I know what you’re thinking, that’s a typo. No, it’s not.
So your next question is “What the hell is a AYFS?” And to that, good sirs, I would answer: it is
the next standard for Twitter-friendly, SMS-friendly fashion mockery – the Are You F&#@g Serious. The AYFS represents the kind of wardrobe and
grooming choices that make a grown man or woman wonder whether what you’re
wearing is a joke or not. It really is a
testament to our increased tolerance – as we have come to embrace our differences
– that it takes something as bad as these
to actually get our attention these days.
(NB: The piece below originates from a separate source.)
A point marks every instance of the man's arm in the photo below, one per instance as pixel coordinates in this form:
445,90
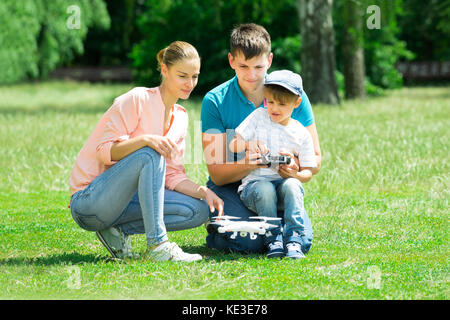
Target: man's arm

But just as hope springs eternal that we will grow our tolerance and
love for our fellow man, pragmatism arrives shortly thereafter to advise that
no matter how far we go, there will always be people stupid, shameless and
utterly non-self aware enough to still be ridiculous. In tribute to indomitable strength of the
human spirit no matter how misguided it
may be, here are my top 3 Fall Fashion AYFS:
1. Out Claws. Not too long ago, I was lamenting the latest
trend in ladies fingernails, the “oval” – which I opined, back then, looked a
little like “claws” and not necessarily the most demure accessory. Well, rather than turn back, it looks like
the latest generation of fashionistas is trending the ladies’ nail look from
“oval” to “outright talon.” Seriously, I’ve started seeing nails that
look like they are part of a horror movie or a Halloween costume – on professional secretaries. I’d be more comfortable shaking hands with a
chainsaw than one these clawed paws. No
matter where than hand is, you’re just a flick of the wrist away from multiple
lacerations. I can’t imagine what is attractive about
this. After all, we openly mock women
who have had so much plastic surgery that they look feline, and yet we’re eagerly transitioning into sharpened claws as
couture accessory? Look, ladies, if you
want to feel a weapon in your hand, blunt your nails and grab a gun – or at
least some mace – and leave the claws to the animals.
2. Pegged Jeans. Now I know how my parents must have felt when
they started seeing kids wearing bell-bottom jeans – a forgotten relic of their
ill-considered fashion past suddenly reappearing like a living, breathing
reminder of their poor adolescent choices.
The reappearance of “pegged” jeans is the least welcome comeback since
the Color Me Badd Reunion Tour. The
slavish devotion with which we had to ensure
our jeans stayed tightly rolled
against our ankles seemed like a bad idea while
we were doing it – hindsight renders it completely absurd. And yet, we failed to warn this generation in
any appreciable way. Sure, we showed
them pictures, but we only talked about the hair
and the colors and the shoes … the pants just seemed obvious. Nevertheless, we
are left with the irony of the very worst of our pantheon of regrettable
teenage fashion choices being the first one to revisit us.
3. Hats Off. Looking back I realize, that I’ve really only
ever ranted and raved about the dangers of wearing ballcaps — in the wrong
places, wrong directions and wrong styles – but never about the many other kinds of men’s hats. So, in a way, I may be partially responsible,
as I always assumed that any other type
of men’s hat was so obviously, painfully and awkwardly silly, that there was no need to point that out to
anyone. Honestly, unless you’re using it
to keep warm, if you’ve got something on your head besides a ballcap, you should immediately start riding a motorcycle
without a helmet. Hey, you can just use
your own hat, instead! But seriously,
though, the fact that clothing retailers have one again convinced American men to try hats as accessories is a
testament to their own evil genius. So,
while I rail on here about the absolute and utter lack of respect I would have
for any man who was wearing a hat that wasn’t part of a uniform, and do my
level best to rage against the dying of any good sense, I suspect that no
matter how ridiculous we make the hatted public feel – they’ll always been
someone lame enough to cap back up.
* * *
Summer is always an easy time for fashion. After all, we’re not clothing that much of
ourselves – it’s hard to get it so wrong (but not impossible – right, mom jeans
shorts girls?). Summer is shorts, suits,
and sandals. But every fall, when the
chilly nights and breezy days give us cause to cover back, it seems like our
brains got a little too much sun and we completely
forget how to sensibly dress ourselves.
And so, the annual cycle renews – we fall to the suggested musings of a
few flamboyant Frenchmen, and suit up into the sublime and the ridiculous –until it’s so cold that don’t care what we’re
wearing as long as it’s warm. To that
end, let’s raise a toast, to those too stupid to properly use their mirror and
to the coming winter which will send them back into hiding for another year.